The lactate production associated with the shift to a glycolytic metabolism is thought to contribute to the acidification of the microenvironment. Able to adapt to and even benefit from an acidic environment, cancer cells have been shown to upregulate vacuolar H+-ATPases, Na+-H+ antiporters, and H+-linked monocarboxylate transporters (reviewed in Gatenby et al., 2004). Inhibition of these adaptive mechanisms can lead to decreased viability of cancer cells and increased sensitivity to chemotherapeutic agents (reviewed in Fais et al., 2007, Fang et al., 2006).

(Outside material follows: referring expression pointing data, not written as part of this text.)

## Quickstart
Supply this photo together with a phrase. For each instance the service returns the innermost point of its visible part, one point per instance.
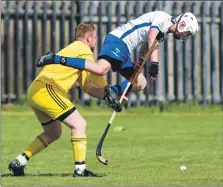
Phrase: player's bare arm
(154, 67)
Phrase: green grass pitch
(148, 153)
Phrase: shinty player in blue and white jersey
(119, 44)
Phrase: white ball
(183, 168)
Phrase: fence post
(118, 23)
(53, 27)
(176, 59)
(62, 25)
(44, 20)
(221, 50)
(136, 51)
(155, 82)
(16, 52)
(185, 64)
(7, 53)
(212, 54)
(194, 61)
(34, 39)
(164, 59)
(203, 54)
(26, 48)
(146, 67)
(109, 28)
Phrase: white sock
(80, 168)
(22, 160)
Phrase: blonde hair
(83, 28)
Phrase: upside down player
(119, 43)
(47, 98)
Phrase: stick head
(102, 160)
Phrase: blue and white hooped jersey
(135, 32)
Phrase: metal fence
(190, 70)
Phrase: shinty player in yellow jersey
(47, 98)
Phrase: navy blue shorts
(116, 52)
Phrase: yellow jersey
(64, 77)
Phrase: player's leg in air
(57, 109)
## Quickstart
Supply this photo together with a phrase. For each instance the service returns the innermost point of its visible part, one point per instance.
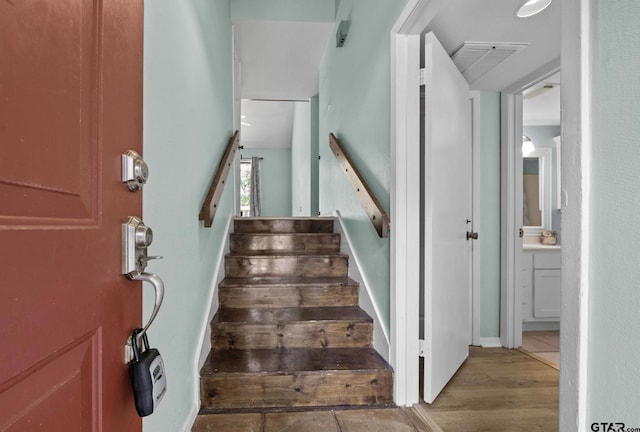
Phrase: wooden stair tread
(283, 225)
(292, 314)
(289, 360)
(286, 281)
(285, 254)
(274, 242)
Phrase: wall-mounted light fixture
(341, 34)
(527, 146)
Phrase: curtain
(255, 205)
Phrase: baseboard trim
(205, 330)
(490, 342)
(541, 326)
(380, 335)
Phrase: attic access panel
(474, 59)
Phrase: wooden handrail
(372, 206)
(211, 202)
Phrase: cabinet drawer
(546, 293)
(546, 260)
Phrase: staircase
(289, 332)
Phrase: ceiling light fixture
(532, 7)
(527, 146)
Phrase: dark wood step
(323, 327)
(287, 292)
(295, 377)
(261, 243)
(283, 225)
(286, 264)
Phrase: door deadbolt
(135, 171)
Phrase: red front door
(70, 105)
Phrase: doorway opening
(539, 211)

Many mysteries remain unsolved in our understanding of even normal human metabolism, let alone that of cancer cells. The metabolic pathways of the mammalian cell and their many interconnections are incomplete, as many enzymes remain unannotated in the human genome. Although we have guesses by homology, the identities of the human enzymes that catalyze reactions we know must occur are still elusive. In addition to annotating all human metabolic genes, the “ins” and the “outs” (i.e., the metabolites that enter and exit cells) should be measured and cataloged. It is also entirely unclear what percentage of the cellular fuel is normally used for ATP generation, biosynthesis, or other processes. And with few exceptions surprisingly little is known about intercellular metabolism. Much of our understanding of metabolism has been inherited from work in simple organisms; the compartmental nature of human metabolism is an exciting area of potential exploration.

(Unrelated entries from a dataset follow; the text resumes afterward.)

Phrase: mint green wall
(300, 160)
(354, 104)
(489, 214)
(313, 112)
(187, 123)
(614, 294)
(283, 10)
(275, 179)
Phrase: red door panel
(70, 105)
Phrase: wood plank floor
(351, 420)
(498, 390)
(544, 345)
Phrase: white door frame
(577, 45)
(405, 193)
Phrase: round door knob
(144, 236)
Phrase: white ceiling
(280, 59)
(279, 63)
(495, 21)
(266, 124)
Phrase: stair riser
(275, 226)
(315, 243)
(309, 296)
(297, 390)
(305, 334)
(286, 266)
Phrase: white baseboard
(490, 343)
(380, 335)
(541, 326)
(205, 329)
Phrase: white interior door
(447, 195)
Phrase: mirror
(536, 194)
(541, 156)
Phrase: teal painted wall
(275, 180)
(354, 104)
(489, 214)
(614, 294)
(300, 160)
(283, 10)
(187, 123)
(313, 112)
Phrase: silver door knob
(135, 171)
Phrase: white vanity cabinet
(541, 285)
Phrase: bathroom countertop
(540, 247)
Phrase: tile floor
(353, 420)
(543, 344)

Although aerobic glycolysis is the most characterized, although still puzzling, metabolic phenomenon in cancer, many other aspects of cancer metabolism are likely to be derangements of normal metabolism and ought to be elucidated. The nutrient conditions of the tumor microenvironment have not yet been carefully examined. Cancer cells, despite engaging in energy-costly processes, must still be able to maintain ATP levels, by either relying on increased flux through glycolysis or utilizing a diversity of fuel sources. Several hypotheses exist as to why a fraction of tumors are refractory to imaging by FDG-PET. One possibility is that certain cancer cells may not be primarily glucose-metabolizers but may rely on alternative fuel sources, the detailed characterization of which may lead to the detection and treatment of “PET-negative” tumors. Furthermore, there are more complex questions to be answered: Is it possible that cancer cells exhibit “metabolite addiction”? Are there unique cancer-specific metabolic pathways, or combinations of pathways, utilized by the cancer cell but not by normal cells? Are different stages of metabolic adaptations required for the cancer cell to progress from the primary tumor stage to invasion to metastasis? How malleable is cancer metabolism?

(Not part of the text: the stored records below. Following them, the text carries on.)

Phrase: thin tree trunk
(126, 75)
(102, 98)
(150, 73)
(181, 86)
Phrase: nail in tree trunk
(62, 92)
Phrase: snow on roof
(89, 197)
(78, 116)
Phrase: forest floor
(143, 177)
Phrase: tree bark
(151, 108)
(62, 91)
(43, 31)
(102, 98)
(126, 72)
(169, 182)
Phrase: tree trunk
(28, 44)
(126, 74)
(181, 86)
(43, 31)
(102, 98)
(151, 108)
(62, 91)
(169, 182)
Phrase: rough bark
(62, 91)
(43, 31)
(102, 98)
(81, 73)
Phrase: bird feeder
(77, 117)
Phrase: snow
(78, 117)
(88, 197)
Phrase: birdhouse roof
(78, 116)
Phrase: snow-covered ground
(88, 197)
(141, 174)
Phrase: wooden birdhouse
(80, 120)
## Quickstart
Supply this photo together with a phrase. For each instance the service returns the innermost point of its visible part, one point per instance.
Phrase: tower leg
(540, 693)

From a therapeutic perspective, knowledge of the causes, benefits, and vulnerabilities of cancer cell metabolism will enable the identification of new drug targets and will facilitate the design of metabolite mimetics that are uniquely taken up by cancer cells or converted into the active form by enzymes upregulated in tumors. Profiling of either metabolites or enzymatic activities may allow us to develop diagnostic tests of cancer, and metabolite derivatives can be used for the molecular imaging of cancer, as exemplified by FDG-PET. We find the possibility of a new class of cancer therapeutics and diagnostic tools especially exciting. Therefore, we emphasize the need to explore beyond a glucose and energy-centric driven model of cancer metabolism to a broader one that encompasses all of the metabolic needs of a cancer cell. Perhaps it is time to step out from under Warburg's shadow.